O Município Alfa, apesar de contar com um centro urbano, era predominantemente rural, sendo a produção de gêneros alimentícios a principal fonte de renda dos munícipes. Em razão da rotina no campo, no qual o trabalho se iniciava nas primeiras horas da manhã, vinha causando grande incômodo a entrega de correspondências no fim da tarde e no início da noite. Esse quadro levou o Município a editar a Lei nº XX, que proibia a entrega de correspondências nos referidos horários, sob pena de multa e cancelamento do alvará.

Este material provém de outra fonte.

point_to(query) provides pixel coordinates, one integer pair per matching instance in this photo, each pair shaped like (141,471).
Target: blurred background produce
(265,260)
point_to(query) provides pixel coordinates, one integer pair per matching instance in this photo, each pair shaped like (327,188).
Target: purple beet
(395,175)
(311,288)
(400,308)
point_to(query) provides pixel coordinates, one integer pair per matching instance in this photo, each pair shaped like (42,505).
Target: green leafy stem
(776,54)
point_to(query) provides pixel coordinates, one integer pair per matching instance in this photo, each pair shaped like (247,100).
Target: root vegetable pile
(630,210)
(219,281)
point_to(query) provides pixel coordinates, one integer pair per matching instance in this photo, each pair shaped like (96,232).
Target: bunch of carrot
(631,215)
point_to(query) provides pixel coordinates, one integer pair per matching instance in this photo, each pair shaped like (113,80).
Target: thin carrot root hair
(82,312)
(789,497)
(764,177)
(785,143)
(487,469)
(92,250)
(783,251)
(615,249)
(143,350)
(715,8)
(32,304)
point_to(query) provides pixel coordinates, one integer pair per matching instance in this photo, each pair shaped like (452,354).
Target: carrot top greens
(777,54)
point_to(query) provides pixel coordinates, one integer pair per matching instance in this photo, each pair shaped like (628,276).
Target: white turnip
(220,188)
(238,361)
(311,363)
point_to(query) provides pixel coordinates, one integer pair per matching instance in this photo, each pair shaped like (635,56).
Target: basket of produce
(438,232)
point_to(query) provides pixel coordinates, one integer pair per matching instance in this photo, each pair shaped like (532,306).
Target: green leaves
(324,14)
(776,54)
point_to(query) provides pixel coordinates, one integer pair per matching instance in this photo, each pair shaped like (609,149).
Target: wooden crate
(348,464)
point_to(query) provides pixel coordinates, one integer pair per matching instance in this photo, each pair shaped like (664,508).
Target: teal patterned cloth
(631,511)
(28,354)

Embora tenha sido objeto de muita comemoração pela maioria dos munícipes, o referido diploma normativo gerou grande insatisfação junto às sociedades empresárias do setor, as quais consultaram o seu advogado a respeito de sua constitucionalidade. Foi-lhes corretamente respondido que a Lei nº XX é
- A)formalmente constitucional, pois se trata de típico interesse local.
Errada, porque a entrega de correspondências envolve serviço postal, matéria que não é de interesse local do Município.
- B)materialmente inconstitucional, considerando que a livre iniciativa foi restringida.
Errada, porque o problema central não é apenas restringir a livre iniciativa, mas a incompetência do Município para legislar sobre a matéria.
- C)formalmente inconstitucional, pois compete privativamente à União legislar sobre a matéria.
Certa, pois a Constituição reserva à União a competência privativa para legislar sobre serviço postal.
- D)formalmente inconstitucional, pois compete à União, aos Estados e ao Distrito Federal legislar concorrentemente sobre a matéria.
Errada, porque serviço postal não é tema de competência concorrente; a competência é privativa da União.
- E)formalmente constitucional, desde que a lei orgânica do Município Alfa tenha observado os princípios estabelecidos na Constituição da República.
Errada, porque a validade não depende de a lei orgânica ter seguido princípios constitucionais, já que faltou competência legislativa ao Município.
Gabarito: C
A Constituição distribui competências entre União, Estados, Distrito Federal e Municípios, e nem tudo que parece "problema da cidade" pode ser resolvido por lei municipal. O Município pode legislar sobre interesse local e suplementar a legislação federal e estadual, mas isso não vira um passe livre para invadir matéria que a Constituição reservou a outro ente. No caso, a lei municipal proibiu a entrega de correspondências em certos horários e ainda previu multa e cancelamento de alvará. A atividade postal é tema de competência privativa da União, porque o art. 21, X, da Constituição atribui à União manter o serviço postal e o art. 22, V, reserva à União legislar sobre serviço postal. Então o município não pode criar regra local interferindo nesse serviço. Por isso, o vício é formal: o problema não está só no conteúdo da restrição, mas principalmente em quem editou a norma. Quando um ente sem competência legislativa trata de matéria reservada a outro, a lei já nasce com defeito de competência. É exatamente o tipo de pegadinha clássica da FGV: parece interesse local, mas a Constituição diz que não é. Assim, o gabarito é a alternativa C, porque a lei municipal é formalmente inconstitucional por invadir competência legislativa privativa da União sobre serviço postal.